A university considers giving only pass/fail grades to freshmen to reduce competition and stress. The student newspaper interviews faculty members and reports their opinions of the proposed policy. Suppose that 70% of the faculty favor the pass/fail proposal. Assuming 50 faculty members are interviewed. The goal is to find the probability that a majority (26 or more) will favor the proposal.

Answer 1

0.9983 = 99.83% probability that a majority will favor the proposal.

Explanation:

We use the normal approximation to the binomial to solve this question.

Binomial probability distribution

Probability of exactly x sucesses on n repeated trials, with p probability.

Can be approximated to a normal distribution, using the expected value and the standard deviation.
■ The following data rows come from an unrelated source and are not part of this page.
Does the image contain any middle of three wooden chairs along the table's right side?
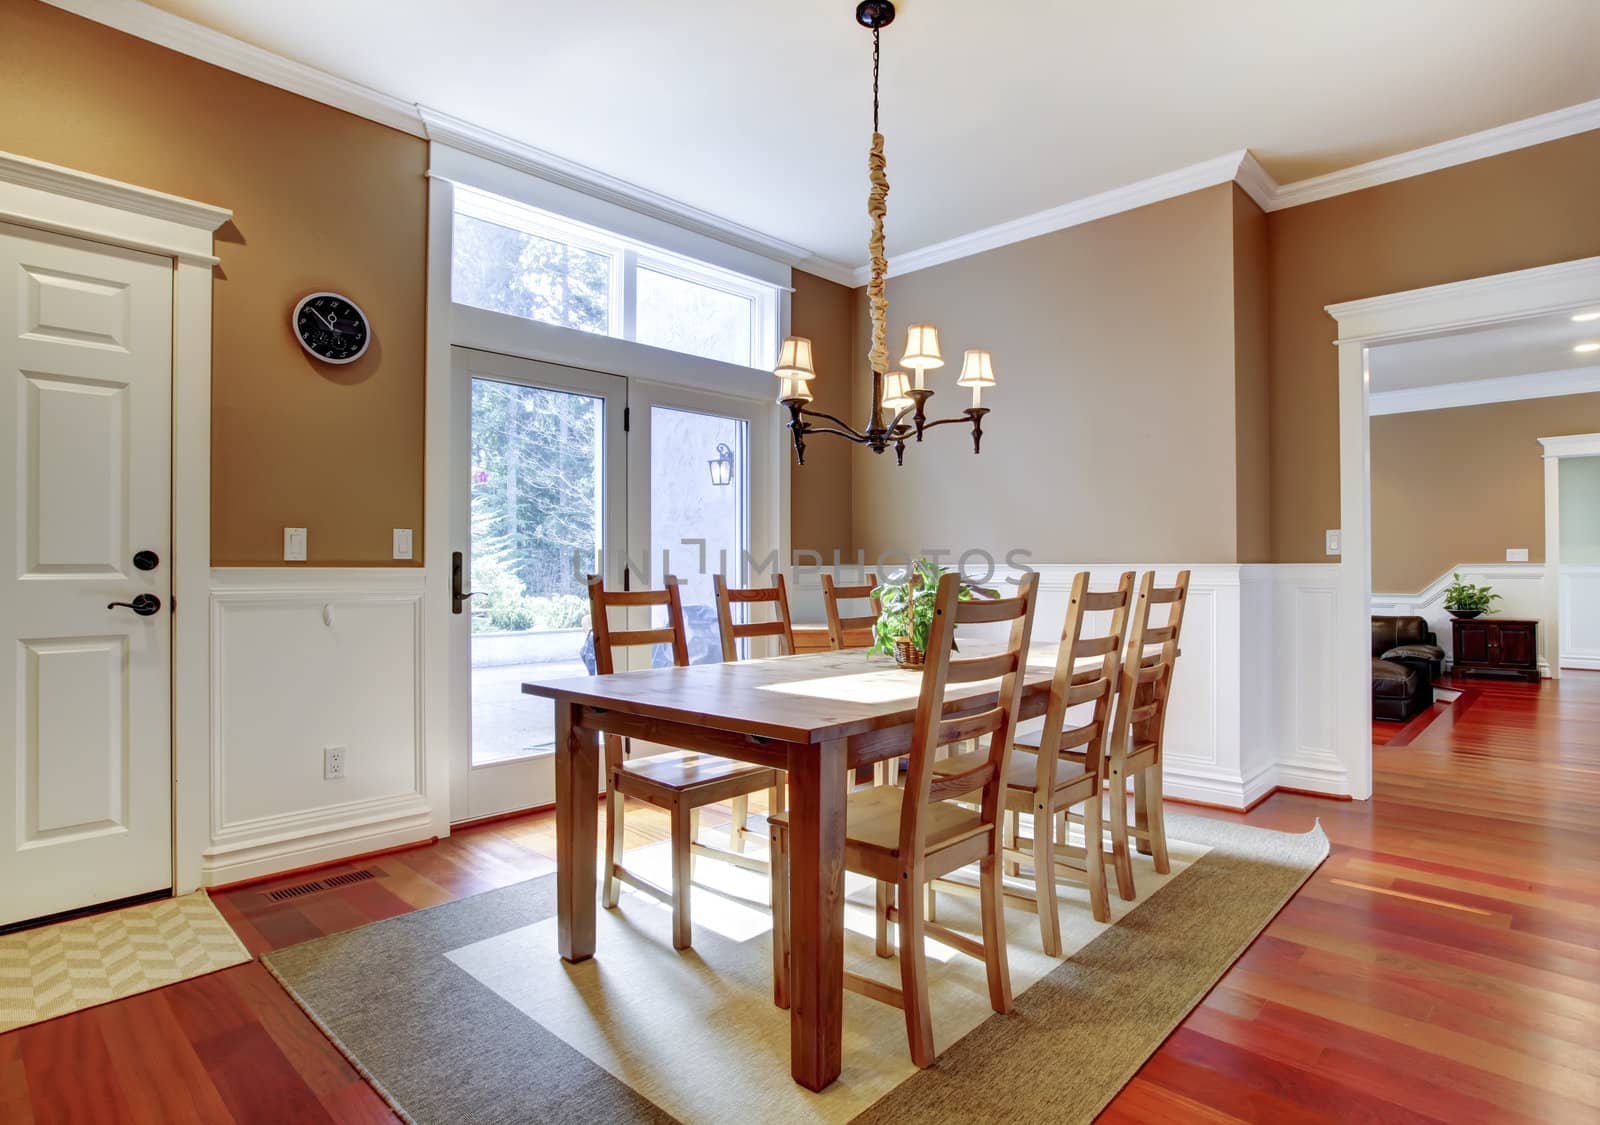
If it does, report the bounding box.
[934,570,1133,957]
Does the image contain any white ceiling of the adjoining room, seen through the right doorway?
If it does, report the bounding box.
[1366,309,1600,394]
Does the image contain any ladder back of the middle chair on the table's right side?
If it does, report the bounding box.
[1034,570,1133,792]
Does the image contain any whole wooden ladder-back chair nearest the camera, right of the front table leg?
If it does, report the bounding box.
[770,575,1038,1066]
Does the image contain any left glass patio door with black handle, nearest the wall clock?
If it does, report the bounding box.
[450,347,627,821]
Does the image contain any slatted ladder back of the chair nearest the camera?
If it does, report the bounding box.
[899,573,1038,856]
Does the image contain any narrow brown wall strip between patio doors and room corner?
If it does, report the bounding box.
[773,270,856,563]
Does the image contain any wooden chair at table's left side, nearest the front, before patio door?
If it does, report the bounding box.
[589,575,782,949]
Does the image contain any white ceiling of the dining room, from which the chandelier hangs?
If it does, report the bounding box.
[140,0,1600,266]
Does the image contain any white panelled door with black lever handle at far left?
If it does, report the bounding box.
[0,224,175,925]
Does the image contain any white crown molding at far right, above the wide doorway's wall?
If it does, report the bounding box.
[1256,99,1600,211]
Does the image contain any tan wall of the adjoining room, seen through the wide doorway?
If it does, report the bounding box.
[1371,394,1600,594]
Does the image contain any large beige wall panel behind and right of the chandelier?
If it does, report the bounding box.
[854,184,1254,562]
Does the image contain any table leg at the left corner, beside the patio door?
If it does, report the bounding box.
[555,699,600,962]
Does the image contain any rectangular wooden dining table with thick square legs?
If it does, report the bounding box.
[522,642,1056,1090]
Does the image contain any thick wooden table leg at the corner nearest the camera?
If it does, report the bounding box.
[789,739,848,1090]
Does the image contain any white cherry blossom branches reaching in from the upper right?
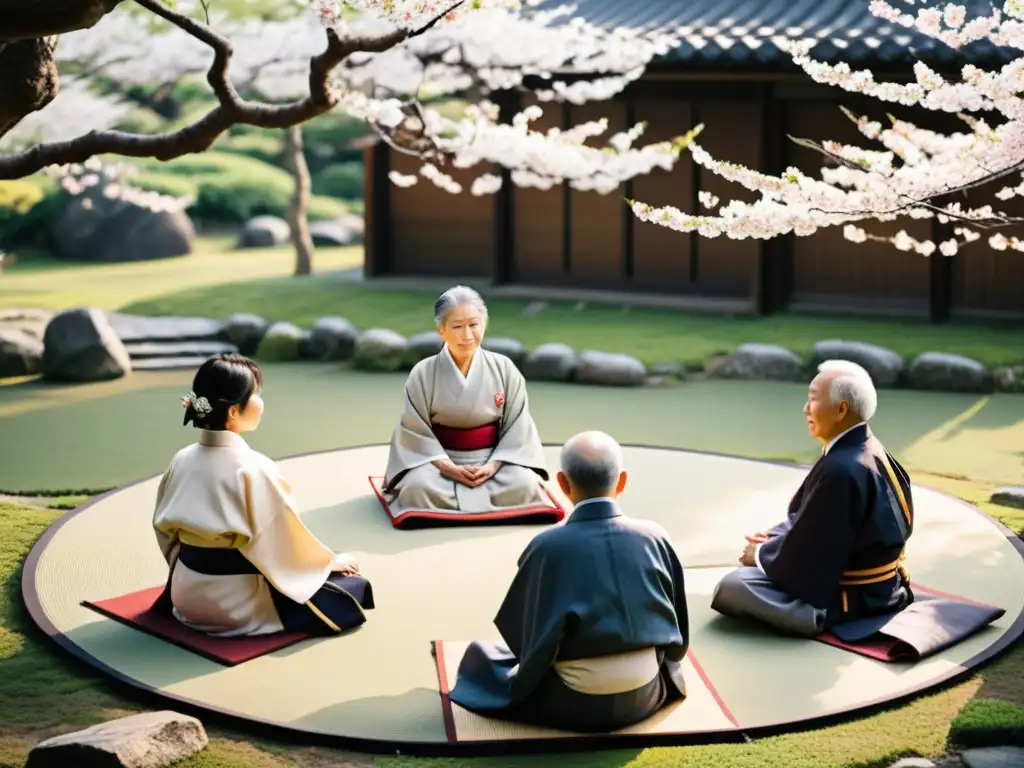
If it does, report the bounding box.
[631,0,1024,256]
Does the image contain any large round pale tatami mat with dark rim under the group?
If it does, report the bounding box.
[23,445,1024,754]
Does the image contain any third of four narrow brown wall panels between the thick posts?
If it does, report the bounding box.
[631,100,695,293]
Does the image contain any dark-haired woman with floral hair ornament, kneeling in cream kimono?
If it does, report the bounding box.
[153,355,374,637]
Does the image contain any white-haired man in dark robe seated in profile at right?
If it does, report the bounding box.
[712,360,914,637]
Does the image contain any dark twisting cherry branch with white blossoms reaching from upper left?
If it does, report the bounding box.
[0,0,692,207]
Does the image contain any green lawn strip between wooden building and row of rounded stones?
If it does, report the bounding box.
[123,275,1024,366]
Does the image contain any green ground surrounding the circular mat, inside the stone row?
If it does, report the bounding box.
[0,364,1024,768]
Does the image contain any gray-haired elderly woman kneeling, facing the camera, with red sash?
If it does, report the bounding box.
[382,286,557,521]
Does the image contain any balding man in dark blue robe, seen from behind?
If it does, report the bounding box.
[451,432,689,732]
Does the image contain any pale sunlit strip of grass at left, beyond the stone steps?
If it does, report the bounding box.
[0,240,362,314]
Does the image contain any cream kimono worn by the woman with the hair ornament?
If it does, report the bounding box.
[153,430,335,637]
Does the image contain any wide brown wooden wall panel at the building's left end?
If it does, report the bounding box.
[391,151,494,278]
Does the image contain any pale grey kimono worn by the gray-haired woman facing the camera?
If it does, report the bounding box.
[384,346,551,517]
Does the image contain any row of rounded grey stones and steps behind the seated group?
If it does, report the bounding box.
[0,309,1024,394]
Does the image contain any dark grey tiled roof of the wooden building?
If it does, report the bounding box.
[541,0,1019,70]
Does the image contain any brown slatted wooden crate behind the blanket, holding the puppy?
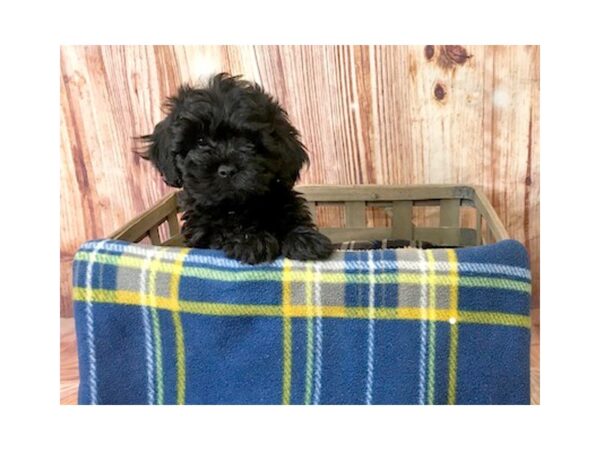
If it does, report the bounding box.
[110,184,509,247]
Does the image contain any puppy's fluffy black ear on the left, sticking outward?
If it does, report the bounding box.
[140,86,192,187]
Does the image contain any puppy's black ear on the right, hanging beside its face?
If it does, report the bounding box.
[272,110,309,188]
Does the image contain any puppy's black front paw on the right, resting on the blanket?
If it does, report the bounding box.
[281,227,333,261]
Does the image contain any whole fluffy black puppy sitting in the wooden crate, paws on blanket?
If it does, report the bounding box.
[142,73,333,264]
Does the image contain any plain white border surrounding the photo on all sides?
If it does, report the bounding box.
[0,0,600,450]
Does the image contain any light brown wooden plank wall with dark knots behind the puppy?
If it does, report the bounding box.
[60,45,539,316]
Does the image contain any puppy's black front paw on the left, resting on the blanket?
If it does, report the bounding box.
[223,232,279,264]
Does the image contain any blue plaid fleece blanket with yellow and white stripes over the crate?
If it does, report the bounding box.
[73,240,530,404]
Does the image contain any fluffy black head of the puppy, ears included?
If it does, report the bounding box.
[144,74,308,205]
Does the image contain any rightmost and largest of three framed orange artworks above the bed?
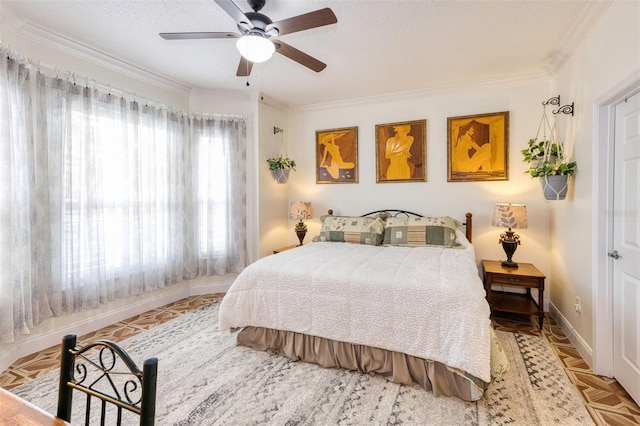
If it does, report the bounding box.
[447,111,509,182]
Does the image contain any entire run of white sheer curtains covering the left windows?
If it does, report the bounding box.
[0,50,246,343]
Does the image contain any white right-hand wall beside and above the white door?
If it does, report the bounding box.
[551,1,640,366]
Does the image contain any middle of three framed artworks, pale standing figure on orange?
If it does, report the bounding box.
[376,120,427,183]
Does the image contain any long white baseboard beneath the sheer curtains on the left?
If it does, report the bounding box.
[0,274,237,372]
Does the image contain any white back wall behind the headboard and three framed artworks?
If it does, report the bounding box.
[288,78,553,296]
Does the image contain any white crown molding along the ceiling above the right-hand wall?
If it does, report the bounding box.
[545,0,613,76]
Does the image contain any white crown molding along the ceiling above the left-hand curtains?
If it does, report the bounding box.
[13,23,191,95]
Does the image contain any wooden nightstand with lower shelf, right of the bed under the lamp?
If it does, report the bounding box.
[482,260,546,330]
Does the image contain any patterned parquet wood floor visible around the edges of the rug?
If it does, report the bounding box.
[0,294,640,426]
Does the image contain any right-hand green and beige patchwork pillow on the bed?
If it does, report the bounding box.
[383,216,461,247]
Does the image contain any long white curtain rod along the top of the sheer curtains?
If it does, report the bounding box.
[0,41,247,121]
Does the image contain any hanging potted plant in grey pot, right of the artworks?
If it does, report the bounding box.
[521,139,577,200]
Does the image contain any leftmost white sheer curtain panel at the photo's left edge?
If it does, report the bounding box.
[0,53,37,342]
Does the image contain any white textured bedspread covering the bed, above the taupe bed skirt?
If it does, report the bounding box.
[219,236,491,382]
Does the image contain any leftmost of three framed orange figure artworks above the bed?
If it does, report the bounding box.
[316,127,358,183]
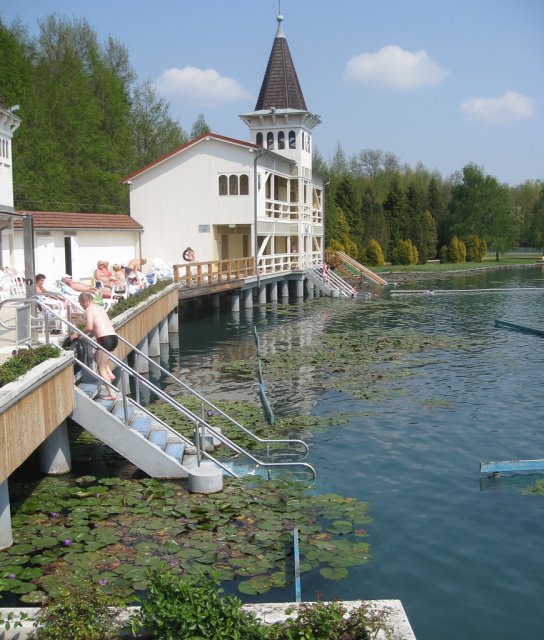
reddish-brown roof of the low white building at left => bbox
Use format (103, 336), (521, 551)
(13, 211), (143, 231)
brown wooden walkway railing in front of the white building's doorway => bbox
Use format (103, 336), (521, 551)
(174, 257), (256, 288)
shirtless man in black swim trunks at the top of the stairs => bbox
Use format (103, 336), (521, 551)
(70, 292), (118, 400)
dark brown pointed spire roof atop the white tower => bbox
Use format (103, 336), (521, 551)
(255, 15), (308, 111)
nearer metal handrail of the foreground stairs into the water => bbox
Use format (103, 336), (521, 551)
(19, 300), (316, 478)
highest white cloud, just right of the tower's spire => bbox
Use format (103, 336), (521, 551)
(346, 45), (448, 91)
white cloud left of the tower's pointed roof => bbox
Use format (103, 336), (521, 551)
(156, 67), (249, 106)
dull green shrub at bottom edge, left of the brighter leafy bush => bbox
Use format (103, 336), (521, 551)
(32, 581), (120, 640)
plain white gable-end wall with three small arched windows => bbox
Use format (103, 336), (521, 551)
(130, 139), (262, 263)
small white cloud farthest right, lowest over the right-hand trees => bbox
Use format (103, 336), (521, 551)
(461, 91), (535, 124)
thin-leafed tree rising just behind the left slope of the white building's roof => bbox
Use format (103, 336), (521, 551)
(132, 80), (187, 167)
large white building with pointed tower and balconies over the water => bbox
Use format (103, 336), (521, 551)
(124, 16), (325, 274)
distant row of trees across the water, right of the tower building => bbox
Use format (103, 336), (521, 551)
(314, 145), (544, 263)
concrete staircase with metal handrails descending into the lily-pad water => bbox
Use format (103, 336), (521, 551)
(49, 310), (316, 480)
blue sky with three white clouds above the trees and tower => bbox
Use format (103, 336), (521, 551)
(0, 0), (544, 185)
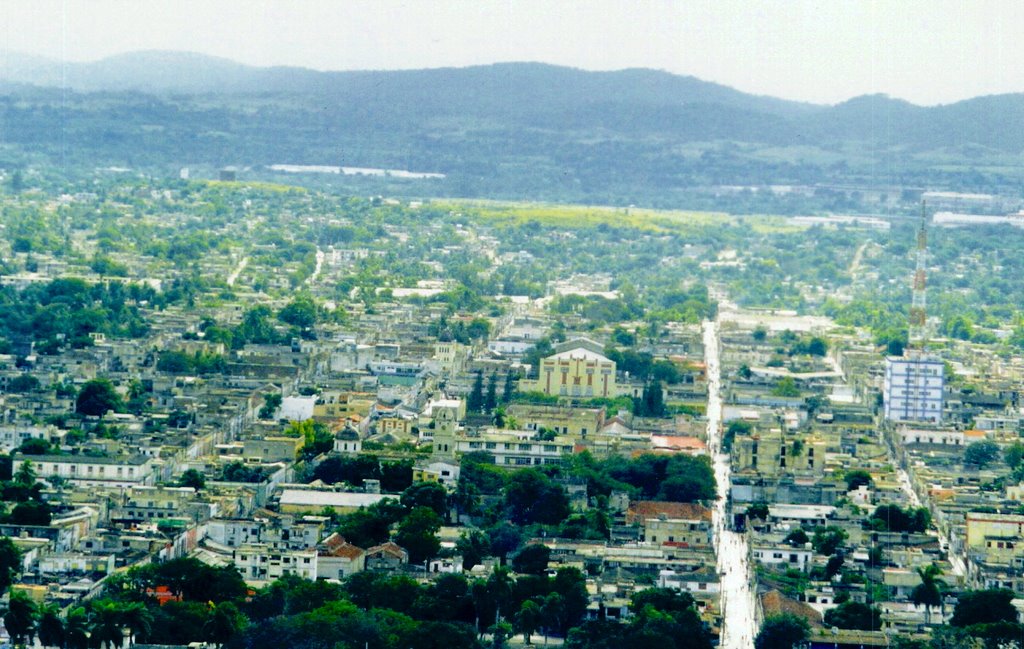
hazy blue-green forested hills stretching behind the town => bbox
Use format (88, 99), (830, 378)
(0, 52), (1024, 205)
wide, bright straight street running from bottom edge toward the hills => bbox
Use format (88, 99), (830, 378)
(703, 320), (757, 649)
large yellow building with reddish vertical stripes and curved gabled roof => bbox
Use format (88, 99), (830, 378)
(524, 347), (618, 398)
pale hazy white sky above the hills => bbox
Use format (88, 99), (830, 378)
(0, 0), (1024, 104)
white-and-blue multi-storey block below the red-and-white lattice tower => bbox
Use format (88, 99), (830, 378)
(884, 356), (945, 424)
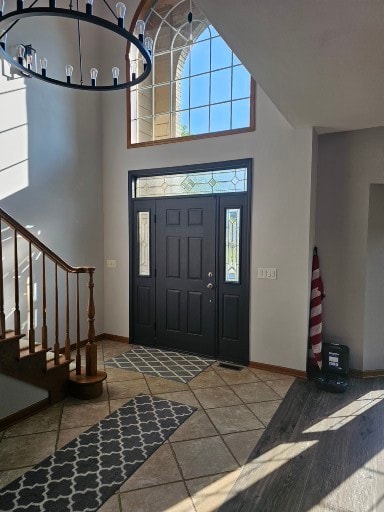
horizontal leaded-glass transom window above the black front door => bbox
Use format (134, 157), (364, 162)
(135, 168), (247, 197)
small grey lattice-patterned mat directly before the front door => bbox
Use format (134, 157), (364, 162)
(105, 346), (215, 383)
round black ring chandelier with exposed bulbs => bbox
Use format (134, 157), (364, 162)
(0, 0), (153, 91)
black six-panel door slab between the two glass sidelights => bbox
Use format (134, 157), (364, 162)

The expected value of the binomial distribution is:

`E(X) = np`

The standard deviation of the binomial distribution is:

`√(V(X)) = √(np(1-p))`

Normal probability distribution

Problems of normally distributed distributions can be solved using the z-score formula.

In a set with mean
`\mu` and standard deviation
`\sigma`, the zscore of a measure X is given by:

`Z = (X - \mu)/(\sigma)`

The Z-score measures how many standard deviations the measure is from the mean. After finding the Z-score, we look at the z-score table and find the p-value associated with this z-score. This p-value is the probability that the value of the measure is smaller than X, that is, the percentile of X. Subtracting 1 by the pvalue, we get the probability that the value of the measure is greater than X.

When we are approximating a binomial distribution to a normal one, we have that
`\mu = E(X)`,
`\sigma = √(V(X))`.

Suppose that 70% of the faculty favor the pass/fail proposal. Assuming 50 faculty members are interviewed.

This means, respectively, that
`p = 0.7, n = 50`

Mean and standard deviation:

`\mu = E(X) = np = 50*0.7 = 35`

`\sigma = √(V(X)) = √(np(1-p)) = √(50*0.7*0.3) = 3.24`

Probability that a majority (26 or more) will favor the proposal.

Using continuity correction, this is
`P(X \geq 26 - 0.5) = P(X \geq 25.5)`, which is 1 subtracted by the pvalue of Z when X = 25.5. So

`Z = (X - \mu)/(\sigma)`

`Z = (25.5 - 35)/(3.24)`

`Z = -2.93`

`Z = -2.93` has a pvalue of 0.0017

1 - 0.0017 = 0.9983

0.9983 = 99.83% probability that a majority will favor the proposal.